我正在尝试通过 ajax 发送 Get 请求并输出服务器以 html 形式返回的 json 数据。
But, I got this error.
但是,我收到了这个错误。
Uncaught TypeError: Cannot use 'in' operator to search for '324' in
[{"id":50,"name":"SEO"},{"id":22,"name":"LPO",}]
This is my code that sends a Get request to php file by ajax. When I use $.each method, it get the error that I showed in the above.

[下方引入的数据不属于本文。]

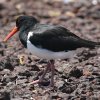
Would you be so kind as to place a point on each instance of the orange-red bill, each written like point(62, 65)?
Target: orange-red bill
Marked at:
point(14, 30)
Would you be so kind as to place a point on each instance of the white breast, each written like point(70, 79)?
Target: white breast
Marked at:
point(47, 54)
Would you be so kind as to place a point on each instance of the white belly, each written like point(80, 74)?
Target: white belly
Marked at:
point(46, 54)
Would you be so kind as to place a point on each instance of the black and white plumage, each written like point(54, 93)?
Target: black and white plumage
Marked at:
point(49, 41)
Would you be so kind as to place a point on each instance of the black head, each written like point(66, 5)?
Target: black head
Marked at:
point(25, 21)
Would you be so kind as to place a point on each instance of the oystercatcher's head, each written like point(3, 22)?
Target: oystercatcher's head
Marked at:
point(22, 23)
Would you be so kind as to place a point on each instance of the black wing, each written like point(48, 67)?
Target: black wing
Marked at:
point(57, 39)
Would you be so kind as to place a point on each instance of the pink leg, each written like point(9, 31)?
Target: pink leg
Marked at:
point(43, 75)
point(52, 73)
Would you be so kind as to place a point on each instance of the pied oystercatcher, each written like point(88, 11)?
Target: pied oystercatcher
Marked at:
point(48, 41)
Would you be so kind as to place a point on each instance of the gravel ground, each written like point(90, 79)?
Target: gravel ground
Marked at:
point(77, 78)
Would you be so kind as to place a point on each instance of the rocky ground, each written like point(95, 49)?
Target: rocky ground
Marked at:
point(77, 78)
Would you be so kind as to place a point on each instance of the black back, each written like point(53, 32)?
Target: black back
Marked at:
point(57, 38)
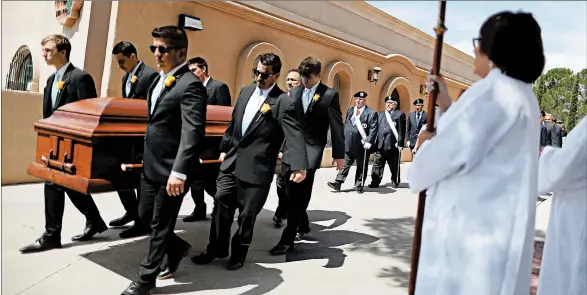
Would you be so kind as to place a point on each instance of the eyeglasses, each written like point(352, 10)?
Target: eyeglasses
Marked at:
point(162, 49)
point(476, 42)
point(264, 76)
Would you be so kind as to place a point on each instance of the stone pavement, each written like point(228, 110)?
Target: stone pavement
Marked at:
point(360, 244)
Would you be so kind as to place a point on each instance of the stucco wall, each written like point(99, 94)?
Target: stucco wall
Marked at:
point(19, 142)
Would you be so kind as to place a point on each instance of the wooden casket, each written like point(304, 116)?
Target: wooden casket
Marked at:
point(96, 145)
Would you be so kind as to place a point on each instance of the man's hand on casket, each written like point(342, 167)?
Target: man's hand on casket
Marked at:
point(175, 186)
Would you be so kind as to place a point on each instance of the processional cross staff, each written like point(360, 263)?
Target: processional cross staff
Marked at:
point(439, 30)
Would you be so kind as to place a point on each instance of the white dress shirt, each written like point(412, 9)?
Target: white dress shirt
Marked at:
point(254, 104)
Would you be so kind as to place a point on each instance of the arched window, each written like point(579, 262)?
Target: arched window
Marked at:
point(20, 73)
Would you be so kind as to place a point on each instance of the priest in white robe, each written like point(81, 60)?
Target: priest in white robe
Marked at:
point(563, 171)
point(481, 168)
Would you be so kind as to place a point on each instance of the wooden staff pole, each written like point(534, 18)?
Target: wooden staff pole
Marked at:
point(439, 30)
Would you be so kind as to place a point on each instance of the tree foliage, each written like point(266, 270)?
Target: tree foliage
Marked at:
point(563, 94)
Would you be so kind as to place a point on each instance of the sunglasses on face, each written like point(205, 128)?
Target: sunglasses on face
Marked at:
point(162, 49)
point(264, 76)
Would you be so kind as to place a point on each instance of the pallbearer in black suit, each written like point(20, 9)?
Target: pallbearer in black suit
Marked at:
point(390, 142)
point(135, 84)
point(260, 123)
point(173, 141)
point(292, 80)
point(415, 121)
point(218, 94)
point(69, 84)
point(321, 109)
point(360, 134)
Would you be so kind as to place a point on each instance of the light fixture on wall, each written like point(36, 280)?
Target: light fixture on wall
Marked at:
point(373, 74)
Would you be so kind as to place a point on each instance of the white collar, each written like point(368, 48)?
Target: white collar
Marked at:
point(172, 71)
point(61, 71)
point(134, 71)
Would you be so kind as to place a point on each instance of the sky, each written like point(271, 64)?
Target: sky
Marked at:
point(563, 24)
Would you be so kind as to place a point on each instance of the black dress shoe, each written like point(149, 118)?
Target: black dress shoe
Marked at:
point(235, 263)
point(121, 220)
point(278, 221)
point(280, 249)
point(138, 289)
point(90, 232)
point(335, 185)
point(173, 264)
point(133, 231)
point(39, 245)
point(197, 215)
point(206, 257)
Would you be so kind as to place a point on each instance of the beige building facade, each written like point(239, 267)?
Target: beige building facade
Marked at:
point(350, 38)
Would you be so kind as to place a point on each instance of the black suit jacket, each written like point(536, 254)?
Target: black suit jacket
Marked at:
point(145, 77)
point(385, 138)
point(253, 156)
point(218, 93)
point(414, 127)
point(78, 85)
point(322, 114)
point(176, 128)
point(546, 134)
point(352, 137)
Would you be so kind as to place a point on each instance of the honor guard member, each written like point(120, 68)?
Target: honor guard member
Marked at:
point(390, 142)
point(360, 133)
point(415, 121)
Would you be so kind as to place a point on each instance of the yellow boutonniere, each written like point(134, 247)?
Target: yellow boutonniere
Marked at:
point(264, 109)
point(60, 85)
point(169, 81)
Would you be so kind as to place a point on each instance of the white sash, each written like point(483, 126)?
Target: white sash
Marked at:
point(391, 124)
point(360, 126)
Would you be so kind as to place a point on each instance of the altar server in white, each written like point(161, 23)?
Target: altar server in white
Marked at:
point(481, 169)
point(564, 172)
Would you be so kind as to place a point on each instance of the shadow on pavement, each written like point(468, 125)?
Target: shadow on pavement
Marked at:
point(125, 258)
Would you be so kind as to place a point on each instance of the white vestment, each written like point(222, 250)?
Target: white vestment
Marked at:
point(563, 171)
point(481, 173)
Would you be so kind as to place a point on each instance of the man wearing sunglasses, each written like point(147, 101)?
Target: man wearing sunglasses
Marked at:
point(135, 84)
point(173, 141)
point(292, 80)
point(218, 94)
point(360, 134)
point(262, 118)
point(320, 110)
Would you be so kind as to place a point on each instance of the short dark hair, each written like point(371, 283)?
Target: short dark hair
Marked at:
point(199, 62)
point(173, 35)
point(61, 43)
point(270, 59)
point(310, 65)
point(513, 42)
point(124, 47)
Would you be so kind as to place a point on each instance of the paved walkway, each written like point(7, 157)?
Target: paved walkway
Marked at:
point(360, 244)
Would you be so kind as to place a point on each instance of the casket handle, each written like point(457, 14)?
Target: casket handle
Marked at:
point(67, 167)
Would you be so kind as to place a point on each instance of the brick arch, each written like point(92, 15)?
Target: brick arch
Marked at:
point(246, 63)
point(404, 88)
point(345, 74)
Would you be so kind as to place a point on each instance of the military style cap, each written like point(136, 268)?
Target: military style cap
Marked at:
point(361, 94)
point(391, 98)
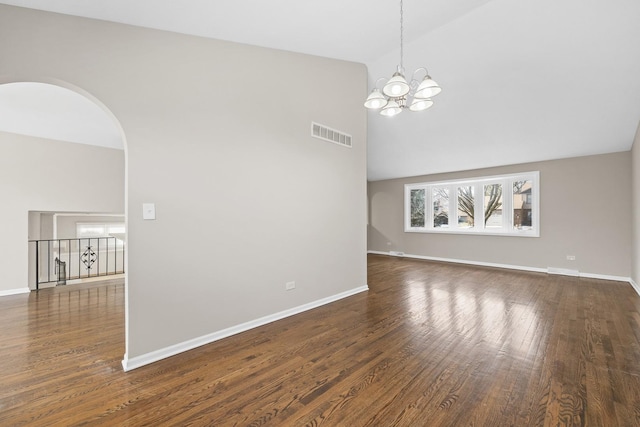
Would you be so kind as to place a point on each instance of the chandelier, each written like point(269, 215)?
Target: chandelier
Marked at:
point(398, 94)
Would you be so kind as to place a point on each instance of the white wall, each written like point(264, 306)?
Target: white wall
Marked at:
point(44, 175)
point(635, 214)
point(218, 137)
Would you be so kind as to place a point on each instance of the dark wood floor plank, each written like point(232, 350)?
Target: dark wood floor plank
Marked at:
point(429, 344)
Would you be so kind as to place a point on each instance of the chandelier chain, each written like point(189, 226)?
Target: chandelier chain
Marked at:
point(401, 37)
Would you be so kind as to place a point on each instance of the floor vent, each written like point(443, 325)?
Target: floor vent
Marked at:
point(326, 133)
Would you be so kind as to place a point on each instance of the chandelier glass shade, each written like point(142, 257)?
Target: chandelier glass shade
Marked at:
point(398, 94)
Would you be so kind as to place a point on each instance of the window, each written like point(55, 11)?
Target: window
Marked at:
point(85, 230)
point(499, 205)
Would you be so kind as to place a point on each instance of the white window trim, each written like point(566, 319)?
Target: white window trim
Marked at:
point(479, 227)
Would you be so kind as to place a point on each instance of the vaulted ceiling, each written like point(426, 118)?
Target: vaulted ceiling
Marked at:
point(522, 81)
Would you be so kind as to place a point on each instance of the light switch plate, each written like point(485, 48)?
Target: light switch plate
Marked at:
point(148, 211)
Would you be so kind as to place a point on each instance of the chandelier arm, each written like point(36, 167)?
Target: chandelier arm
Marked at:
point(378, 81)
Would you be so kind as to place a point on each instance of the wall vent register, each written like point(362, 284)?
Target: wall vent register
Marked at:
point(328, 134)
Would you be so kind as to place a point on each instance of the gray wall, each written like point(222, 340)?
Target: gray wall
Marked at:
point(635, 228)
point(42, 175)
point(585, 211)
point(218, 137)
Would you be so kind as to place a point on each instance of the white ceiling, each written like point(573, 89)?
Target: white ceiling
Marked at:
point(522, 80)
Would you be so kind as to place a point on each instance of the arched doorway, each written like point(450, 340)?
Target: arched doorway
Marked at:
point(67, 154)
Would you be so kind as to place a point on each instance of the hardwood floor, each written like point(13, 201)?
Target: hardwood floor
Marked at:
point(431, 344)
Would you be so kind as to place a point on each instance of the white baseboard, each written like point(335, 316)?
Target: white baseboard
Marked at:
point(135, 362)
point(14, 292)
point(549, 270)
point(462, 261)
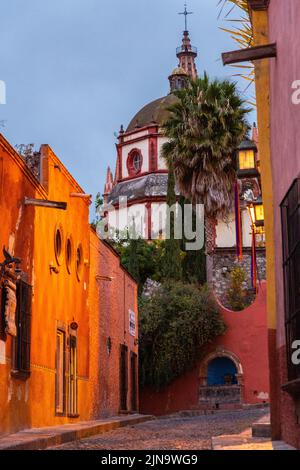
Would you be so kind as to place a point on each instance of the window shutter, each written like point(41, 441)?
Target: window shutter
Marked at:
point(21, 352)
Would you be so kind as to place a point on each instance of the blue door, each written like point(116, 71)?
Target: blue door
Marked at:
point(221, 371)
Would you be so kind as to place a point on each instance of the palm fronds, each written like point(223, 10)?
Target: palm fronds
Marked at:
point(242, 34)
point(205, 127)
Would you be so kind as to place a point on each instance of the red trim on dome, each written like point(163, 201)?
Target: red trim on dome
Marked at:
point(148, 220)
point(132, 171)
point(140, 175)
point(145, 201)
point(153, 154)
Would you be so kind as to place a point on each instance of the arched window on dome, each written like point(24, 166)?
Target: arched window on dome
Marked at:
point(134, 162)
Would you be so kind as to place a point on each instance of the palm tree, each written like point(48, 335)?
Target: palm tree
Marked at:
point(206, 125)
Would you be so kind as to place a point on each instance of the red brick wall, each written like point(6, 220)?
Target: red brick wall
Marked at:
point(112, 295)
point(247, 339)
point(290, 430)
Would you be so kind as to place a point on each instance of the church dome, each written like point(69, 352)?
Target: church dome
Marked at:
point(156, 111)
point(179, 71)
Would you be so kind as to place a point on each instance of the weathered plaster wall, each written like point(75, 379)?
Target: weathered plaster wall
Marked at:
point(224, 261)
point(285, 149)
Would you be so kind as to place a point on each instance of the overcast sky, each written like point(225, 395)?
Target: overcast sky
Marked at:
point(77, 69)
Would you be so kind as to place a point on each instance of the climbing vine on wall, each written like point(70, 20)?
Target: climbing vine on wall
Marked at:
point(175, 323)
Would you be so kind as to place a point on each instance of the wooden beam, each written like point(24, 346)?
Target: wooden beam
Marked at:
point(258, 4)
point(45, 203)
point(250, 54)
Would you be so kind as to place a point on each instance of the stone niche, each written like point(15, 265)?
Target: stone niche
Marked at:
point(225, 260)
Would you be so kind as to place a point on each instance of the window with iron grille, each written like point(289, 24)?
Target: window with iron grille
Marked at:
point(21, 344)
point(290, 215)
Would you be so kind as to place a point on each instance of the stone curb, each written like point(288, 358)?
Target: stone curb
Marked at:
point(41, 439)
point(244, 442)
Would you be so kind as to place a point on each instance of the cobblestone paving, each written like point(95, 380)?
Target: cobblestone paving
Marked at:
point(172, 433)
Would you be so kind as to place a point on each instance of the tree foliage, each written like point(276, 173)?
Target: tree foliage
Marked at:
point(206, 125)
point(175, 324)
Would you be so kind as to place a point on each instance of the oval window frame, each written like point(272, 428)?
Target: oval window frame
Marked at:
point(79, 268)
point(58, 253)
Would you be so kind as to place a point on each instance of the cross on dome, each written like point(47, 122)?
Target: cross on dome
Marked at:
point(186, 13)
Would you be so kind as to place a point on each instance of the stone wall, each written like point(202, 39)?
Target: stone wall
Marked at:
point(225, 260)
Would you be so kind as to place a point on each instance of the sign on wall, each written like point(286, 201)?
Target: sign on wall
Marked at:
point(132, 323)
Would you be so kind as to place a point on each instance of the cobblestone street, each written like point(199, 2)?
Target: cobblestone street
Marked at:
point(172, 433)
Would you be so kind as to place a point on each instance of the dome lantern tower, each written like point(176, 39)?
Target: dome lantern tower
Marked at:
point(187, 53)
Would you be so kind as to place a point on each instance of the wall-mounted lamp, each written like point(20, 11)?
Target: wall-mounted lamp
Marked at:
point(53, 269)
point(109, 345)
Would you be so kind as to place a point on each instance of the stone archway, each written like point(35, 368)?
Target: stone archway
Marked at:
point(216, 395)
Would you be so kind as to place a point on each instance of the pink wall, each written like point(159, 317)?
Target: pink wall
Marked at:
point(285, 121)
point(246, 338)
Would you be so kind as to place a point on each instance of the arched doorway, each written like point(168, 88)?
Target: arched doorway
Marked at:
point(221, 371)
point(221, 380)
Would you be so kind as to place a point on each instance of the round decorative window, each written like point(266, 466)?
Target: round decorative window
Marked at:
point(134, 162)
point(58, 244)
point(79, 262)
point(69, 254)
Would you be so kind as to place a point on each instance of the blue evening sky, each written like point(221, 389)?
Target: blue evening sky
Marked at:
point(77, 69)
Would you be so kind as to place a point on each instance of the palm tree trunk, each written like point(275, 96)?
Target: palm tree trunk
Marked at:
point(210, 245)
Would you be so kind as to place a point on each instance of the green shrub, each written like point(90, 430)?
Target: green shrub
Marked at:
point(175, 324)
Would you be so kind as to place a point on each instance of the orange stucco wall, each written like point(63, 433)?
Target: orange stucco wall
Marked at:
point(114, 294)
point(60, 297)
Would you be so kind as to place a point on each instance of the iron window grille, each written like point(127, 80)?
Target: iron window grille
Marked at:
point(290, 216)
point(21, 344)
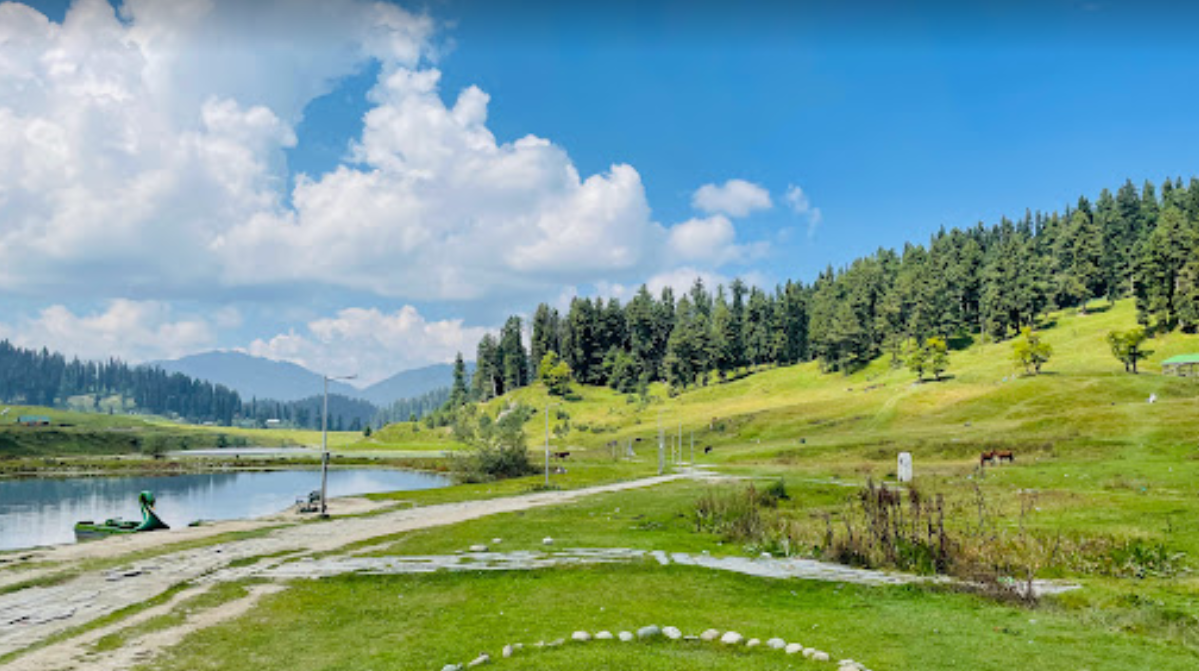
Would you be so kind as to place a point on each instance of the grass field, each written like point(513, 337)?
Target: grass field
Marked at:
point(1097, 466)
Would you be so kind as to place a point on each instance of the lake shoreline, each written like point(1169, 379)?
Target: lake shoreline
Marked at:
point(132, 465)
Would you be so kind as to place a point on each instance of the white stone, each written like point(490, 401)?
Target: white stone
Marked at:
point(649, 632)
point(904, 466)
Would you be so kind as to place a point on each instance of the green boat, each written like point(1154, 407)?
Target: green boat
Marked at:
point(89, 530)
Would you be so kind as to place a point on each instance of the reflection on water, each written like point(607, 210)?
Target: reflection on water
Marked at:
point(43, 511)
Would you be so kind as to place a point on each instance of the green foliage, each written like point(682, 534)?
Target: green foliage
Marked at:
point(932, 356)
point(555, 374)
point(1127, 346)
point(496, 447)
point(1030, 351)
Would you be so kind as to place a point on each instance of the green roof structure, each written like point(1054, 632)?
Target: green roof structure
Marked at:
point(1181, 364)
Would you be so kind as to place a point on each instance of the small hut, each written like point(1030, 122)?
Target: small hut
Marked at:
point(1184, 366)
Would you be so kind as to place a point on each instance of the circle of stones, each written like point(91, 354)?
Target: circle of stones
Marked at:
point(654, 632)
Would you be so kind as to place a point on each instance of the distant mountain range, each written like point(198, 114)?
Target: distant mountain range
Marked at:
point(265, 379)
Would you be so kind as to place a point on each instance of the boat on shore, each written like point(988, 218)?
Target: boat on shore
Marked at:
point(88, 530)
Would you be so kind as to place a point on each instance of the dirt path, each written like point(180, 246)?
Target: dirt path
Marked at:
point(32, 615)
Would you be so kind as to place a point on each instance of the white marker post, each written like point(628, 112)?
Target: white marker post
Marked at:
point(904, 466)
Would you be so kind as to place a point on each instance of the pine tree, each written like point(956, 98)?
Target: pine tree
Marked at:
point(458, 393)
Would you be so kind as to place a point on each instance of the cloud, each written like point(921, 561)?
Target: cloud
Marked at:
point(735, 198)
point(145, 153)
point(371, 344)
point(134, 331)
point(439, 210)
point(711, 241)
point(799, 203)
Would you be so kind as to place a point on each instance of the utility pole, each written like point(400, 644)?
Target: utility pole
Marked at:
point(548, 405)
point(324, 446)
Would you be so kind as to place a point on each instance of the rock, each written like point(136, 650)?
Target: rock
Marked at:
point(731, 639)
point(649, 632)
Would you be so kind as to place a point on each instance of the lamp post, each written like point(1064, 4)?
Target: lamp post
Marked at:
point(548, 405)
point(662, 446)
point(324, 446)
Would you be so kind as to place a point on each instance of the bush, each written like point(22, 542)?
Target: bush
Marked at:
point(496, 447)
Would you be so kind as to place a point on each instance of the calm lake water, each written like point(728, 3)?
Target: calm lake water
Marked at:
point(43, 511)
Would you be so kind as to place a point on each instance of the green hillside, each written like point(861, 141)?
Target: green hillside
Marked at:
point(799, 416)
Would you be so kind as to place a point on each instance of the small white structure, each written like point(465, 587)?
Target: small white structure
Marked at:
point(904, 467)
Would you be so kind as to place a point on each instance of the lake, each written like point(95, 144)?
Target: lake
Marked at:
point(43, 511)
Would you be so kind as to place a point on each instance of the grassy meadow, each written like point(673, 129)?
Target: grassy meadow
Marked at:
point(1103, 494)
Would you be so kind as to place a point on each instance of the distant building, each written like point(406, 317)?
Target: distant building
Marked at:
point(1182, 366)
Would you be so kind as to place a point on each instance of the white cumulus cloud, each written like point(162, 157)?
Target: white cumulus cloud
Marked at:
point(799, 203)
point(735, 198)
point(710, 241)
point(371, 344)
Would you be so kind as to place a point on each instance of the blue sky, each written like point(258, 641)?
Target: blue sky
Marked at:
point(893, 121)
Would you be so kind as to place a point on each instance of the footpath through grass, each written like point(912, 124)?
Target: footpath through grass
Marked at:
point(428, 621)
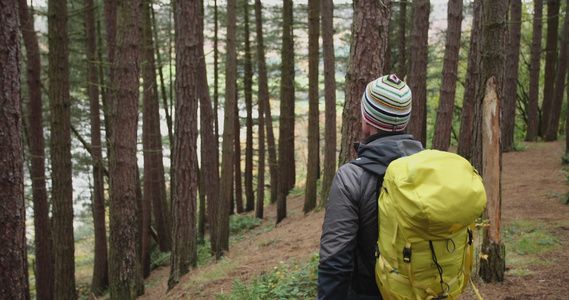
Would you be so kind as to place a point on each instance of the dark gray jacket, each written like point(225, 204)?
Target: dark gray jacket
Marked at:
point(350, 229)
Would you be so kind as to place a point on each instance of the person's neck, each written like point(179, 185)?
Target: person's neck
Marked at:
point(379, 134)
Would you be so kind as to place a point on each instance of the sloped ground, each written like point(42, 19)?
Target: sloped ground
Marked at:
point(533, 183)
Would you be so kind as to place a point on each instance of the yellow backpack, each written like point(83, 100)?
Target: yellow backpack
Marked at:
point(427, 208)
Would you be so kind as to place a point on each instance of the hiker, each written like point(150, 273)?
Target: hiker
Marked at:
point(350, 228)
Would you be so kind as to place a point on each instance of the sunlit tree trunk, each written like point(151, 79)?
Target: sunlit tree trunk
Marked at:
point(367, 53)
point(154, 182)
point(492, 263)
point(313, 162)
point(210, 162)
point(551, 134)
point(62, 187)
point(100, 280)
point(184, 234)
point(248, 91)
point(228, 148)
point(327, 12)
point(238, 181)
point(124, 266)
point(533, 113)
point(13, 263)
point(550, 62)
point(264, 115)
point(286, 124)
point(443, 125)
point(43, 236)
point(508, 121)
point(402, 59)
point(417, 69)
point(471, 85)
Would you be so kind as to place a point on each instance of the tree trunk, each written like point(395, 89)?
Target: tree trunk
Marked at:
point(551, 134)
point(42, 228)
point(228, 148)
point(533, 113)
point(327, 12)
point(100, 280)
point(150, 187)
point(471, 85)
point(216, 76)
point(248, 89)
point(417, 74)
point(264, 116)
point(111, 37)
point(14, 261)
point(511, 81)
point(238, 182)
point(62, 187)
point(286, 123)
point(443, 126)
point(495, 12)
point(313, 163)
point(210, 162)
point(402, 40)
point(367, 52)
point(550, 62)
point(154, 182)
point(184, 235)
point(123, 262)
point(493, 261)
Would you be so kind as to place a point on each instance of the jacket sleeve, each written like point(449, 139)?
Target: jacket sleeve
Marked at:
point(339, 234)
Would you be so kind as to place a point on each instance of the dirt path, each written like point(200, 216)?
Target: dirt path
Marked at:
point(533, 183)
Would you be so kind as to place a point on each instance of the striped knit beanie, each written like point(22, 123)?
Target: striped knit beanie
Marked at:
point(386, 103)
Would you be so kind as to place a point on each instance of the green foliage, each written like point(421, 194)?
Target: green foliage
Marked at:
point(529, 238)
point(287, 281)
point(240, 223)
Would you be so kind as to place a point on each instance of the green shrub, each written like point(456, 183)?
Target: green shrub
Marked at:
point(287, 281)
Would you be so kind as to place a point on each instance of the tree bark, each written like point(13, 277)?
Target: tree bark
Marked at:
point(111, 38)
point(100, 280)
point(313, 163)
point(533, 113)
point(511, 81)
point(62, 187)
point(495, 12)
point(14, 260)
point(264, 117)
point(123, 261)
point(43, 236)
point(472, 84)
point(184, 234)
point(154, 182)
point(550, 63)
point(238, 181)
point(248, 90)
point(551, 134)
point(286, 123)
point(327, 12)
point(367, 52)
point(228, 148)
point(493, 261)
point(443, 126)
point(210, 161)
point(417, 74)
point(402, 40)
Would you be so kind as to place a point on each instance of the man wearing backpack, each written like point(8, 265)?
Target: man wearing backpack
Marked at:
point(350, 229)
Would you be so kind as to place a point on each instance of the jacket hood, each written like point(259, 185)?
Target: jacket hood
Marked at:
point(380, 150)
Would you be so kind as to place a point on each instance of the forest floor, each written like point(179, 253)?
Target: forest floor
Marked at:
point(535, 226)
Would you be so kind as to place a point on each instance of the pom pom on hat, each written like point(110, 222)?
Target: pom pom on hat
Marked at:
point(386, 103)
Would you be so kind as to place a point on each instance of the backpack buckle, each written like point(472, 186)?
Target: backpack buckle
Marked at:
point(407, 255)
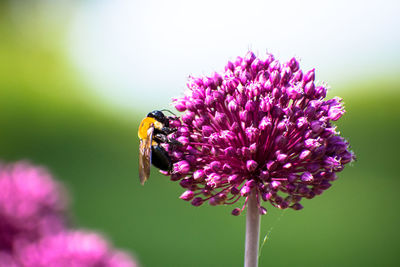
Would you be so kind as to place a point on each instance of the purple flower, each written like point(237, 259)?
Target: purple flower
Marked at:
point(32, 225)
point(259, 125)
point(32, 204)
point(72, 249)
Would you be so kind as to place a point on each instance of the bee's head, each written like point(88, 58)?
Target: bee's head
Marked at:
point(159, 116)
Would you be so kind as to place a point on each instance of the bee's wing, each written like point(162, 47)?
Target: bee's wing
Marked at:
point(145, 156)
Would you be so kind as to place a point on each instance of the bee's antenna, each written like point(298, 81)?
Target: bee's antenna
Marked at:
point(168, 111)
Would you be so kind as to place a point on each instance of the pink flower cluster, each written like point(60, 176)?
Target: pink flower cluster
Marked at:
point(260, 125)
point(33, 228)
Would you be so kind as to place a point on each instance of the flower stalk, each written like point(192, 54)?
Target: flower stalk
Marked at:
point(252, 231)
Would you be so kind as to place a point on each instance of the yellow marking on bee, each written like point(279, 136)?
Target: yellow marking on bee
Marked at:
point(146, 124)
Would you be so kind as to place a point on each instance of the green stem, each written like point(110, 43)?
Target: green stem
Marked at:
point(252, 231)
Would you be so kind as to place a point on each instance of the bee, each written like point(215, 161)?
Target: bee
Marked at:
point(154, 131)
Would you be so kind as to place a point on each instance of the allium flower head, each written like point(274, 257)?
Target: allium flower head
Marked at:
point(262, 126)
point(31, 204)
point(72, 249)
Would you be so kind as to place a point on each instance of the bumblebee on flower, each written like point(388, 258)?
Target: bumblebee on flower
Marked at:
point(259, 125)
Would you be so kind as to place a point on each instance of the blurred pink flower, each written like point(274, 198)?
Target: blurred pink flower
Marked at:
point(33, 231)
point(72, 249)
point(32, 204)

这是我通过ajax向php文件发送Get请求的代码。当我使用 $.each 方法时,它得到了我在上面显示的错误。
parentCat.on('change', function(e){
parentCatId = $(this).val();
$.get(
'index.php?r=admin/post/ajax',
{"parentCatId":parentCatId},
function(data){
$.each(data, function(key, value){
console.log(key + ":" + value)
})
}
)
})
This is my PHP code that returns query result in json format.
这是我的 PHP 代码,它以 json 格式返回查询结果。
public function actionAjax(){
$parentCatId=$_GET['parentCatId'];
$catData = Category::getTargetCategoryData($parentCatId);
echo CJSON::encode($catData);
Yii::app()->end();
}
json data outputted by this php is like this.
这个php输出的json数据是这样的。
[{"id":50,"name":"SEO"},{"id":22,"name":"LPO",}]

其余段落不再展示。